Kita belum mau debat tentang tipis, mutu, harga, dan lain-lain. Yang dipegang tangan adalah buku tipis berjudul Angsa yang Setia gubahan M Poppy Donggo-Hutagalung. Buku diterbitkan Pustaka Jaya, 1975. Sejak awal tampil dalam industri perbukuan, Pustaka Jaya memang sering menerbitkan buku-buku yang tipis. Namun, kita bisa memastikan sebagian besar terbitannya bermutu dan berpengaruh besar.


Angsa yang Setia adalah contoh tipis yang menggoda dan mengesankan. Pengarangnya biasa dikenali pembaca melalui puisi-puisi (dewasa). Pada masa 1970-an, ia ikut dalam arus kemeriahan penulisan buku cerita anak. Beruntungnya yang ditulisnya masuk kubu bermutu.


Kita merenung selusin detik dulu.

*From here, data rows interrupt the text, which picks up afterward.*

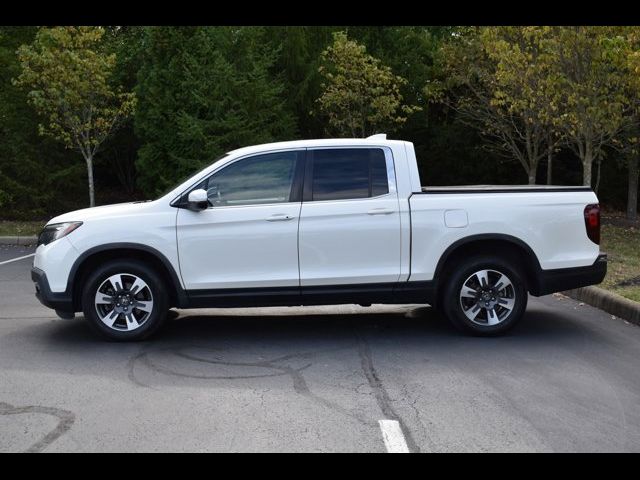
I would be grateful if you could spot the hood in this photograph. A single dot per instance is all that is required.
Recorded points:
(117, 209)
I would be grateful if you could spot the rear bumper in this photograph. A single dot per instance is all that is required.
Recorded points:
(558, 280)
(58, 301)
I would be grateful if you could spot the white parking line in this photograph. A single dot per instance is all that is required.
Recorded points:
(16, 259)
(393, 436)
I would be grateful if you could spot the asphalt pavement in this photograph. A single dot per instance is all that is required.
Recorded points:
(316, 379)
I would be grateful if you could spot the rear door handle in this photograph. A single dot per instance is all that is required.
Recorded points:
(381, 211)
(279, 217)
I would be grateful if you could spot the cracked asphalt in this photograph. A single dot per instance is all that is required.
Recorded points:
(319, 379)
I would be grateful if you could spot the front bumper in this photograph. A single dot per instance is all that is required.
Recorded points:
(558, 280)
(58, 301)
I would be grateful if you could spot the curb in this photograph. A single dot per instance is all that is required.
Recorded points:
(18, 240)
(609, 302)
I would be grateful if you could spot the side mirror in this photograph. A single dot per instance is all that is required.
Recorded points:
(198, 199)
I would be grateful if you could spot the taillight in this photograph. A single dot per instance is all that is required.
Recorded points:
(592, 222)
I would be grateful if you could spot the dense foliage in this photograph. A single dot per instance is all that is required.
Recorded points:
(482, 104)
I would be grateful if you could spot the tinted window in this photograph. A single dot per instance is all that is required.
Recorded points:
(348, 173)
(379, 180)
(255, 180)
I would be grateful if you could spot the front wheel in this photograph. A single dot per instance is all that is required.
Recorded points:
(485, 296)
(125, 300)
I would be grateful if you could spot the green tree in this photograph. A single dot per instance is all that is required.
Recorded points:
(497, 80)
(67, 75)
(204, 91)
(359, 95)
(590, 87)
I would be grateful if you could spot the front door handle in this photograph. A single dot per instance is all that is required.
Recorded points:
(381, 211)
(279, 217)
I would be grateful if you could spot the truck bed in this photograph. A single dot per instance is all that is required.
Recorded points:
(504, 189)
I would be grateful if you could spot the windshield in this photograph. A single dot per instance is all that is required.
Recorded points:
(188, 176)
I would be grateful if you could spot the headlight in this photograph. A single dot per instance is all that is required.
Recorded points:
(55, 231)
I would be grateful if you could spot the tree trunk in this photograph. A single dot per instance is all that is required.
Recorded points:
(598, 175)
(532, 174)
(92, 200)
(632, 193)
(587, 161)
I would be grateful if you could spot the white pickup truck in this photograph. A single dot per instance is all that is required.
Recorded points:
(319, 222)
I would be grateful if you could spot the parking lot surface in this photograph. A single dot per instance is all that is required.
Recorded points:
(316, 379)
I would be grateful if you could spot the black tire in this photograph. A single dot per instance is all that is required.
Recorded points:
(155, 290)
(486, 298)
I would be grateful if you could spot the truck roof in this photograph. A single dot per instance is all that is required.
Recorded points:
(377, 140)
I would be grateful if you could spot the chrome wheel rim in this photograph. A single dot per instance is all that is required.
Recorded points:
(487, 297)
(124, 302)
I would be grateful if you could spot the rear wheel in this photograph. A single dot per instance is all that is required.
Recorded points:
(125, 300)
(485, 296)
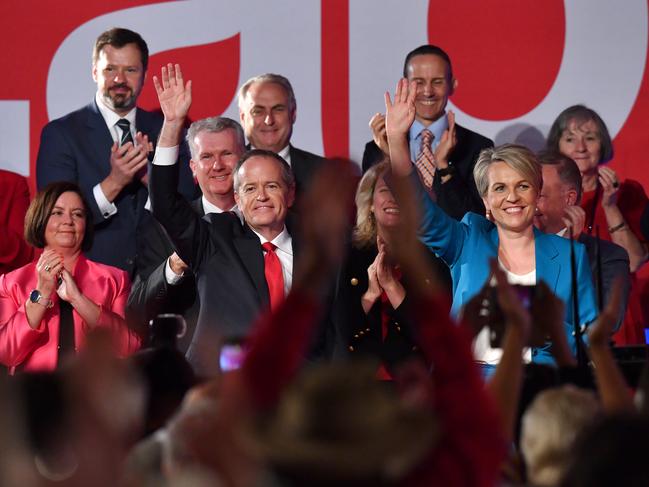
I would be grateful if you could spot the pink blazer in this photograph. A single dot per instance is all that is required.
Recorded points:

Mengapa cerita untuk anak mendapat perhatian jika memunculkan tokoh penyihir atau raksasa? Buku yang tipis memang menampilkan penyihir dan raksasa. Pembaca sedikit gemetar membayangkan adanya dua tokoh menakutkan yang mendekam dalam buku tipis. Ada lagi tokoh terpenting yang dicipta pengarang: gadis jelita. Kita diminta percaya bahwa gadis yang cantik, jelita, atau anggun adalah daya tarik cerita yang digemari anak-anak di dunia.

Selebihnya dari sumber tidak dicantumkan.